JS-74.2
Gendered Geographies of Displacement: Asylum-Seeker Women’s Living Experiences in Van, Turkey

Friday, 20 July 2018: 10:45
Location: 801B (MTCC SOUTH BUILDING)
Oral Presentation
Selda TUNCER, Yuzuncu Yil University, Turkey
The massive mobility of Syrian people that continues to exist heavily due to the internal conflicts in Syria has placed the issue of asylum-seekers and refugees in the focus of politics and academia again. Turkey is historically a transitional zone between various geographies; according to the 2016 statistics, two thousand asylum-seekers per day are trying to enter Europe illegally from Turkey.
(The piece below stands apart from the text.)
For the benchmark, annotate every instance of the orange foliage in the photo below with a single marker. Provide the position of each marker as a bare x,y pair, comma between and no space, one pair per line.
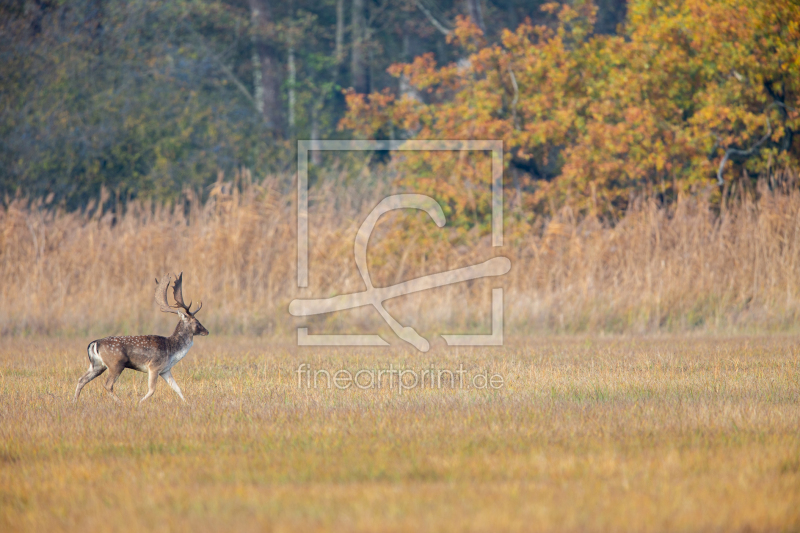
591,119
Owing largely to gendered processes of war and displacement and also to consequences of immigration legislation, refugees and asylum-seekers in Turkey had to face many different kinds of violence, discrimination, and exclusion in their journeys to a new destination. The experiences of the women who had to escape from their home countries are particularly troubling, because, as commonly argued; refugee/asylum-seeker experience is heavily gendered in its impact. Asylum-seeker women from various ethnic and religious backgrounds came to stay temporarily in Turkey; however, it should be noted that their transitory locations never be a place where asylum-seeker women are simply newcomers who stay temporarily, but one in which their identities and livelihoods (re)make the places in which they come to live for an unknown given period. Therefore, it is important to examine how and in what ways women have located within these spaces in the Turkish context; in which spaces and why they are excluded and/or included; and, what kinds of means and forms of struggles and strategies are developed by asylum seeker women. Accordingly, this research aims to explore the gendering of displacement experiences based on the research conducted in the city of Van, a border city of Iran, which is heavily populated by Kurdish people and became a crossroad for Afghan, Iranian, and Syrian asylum-seekers.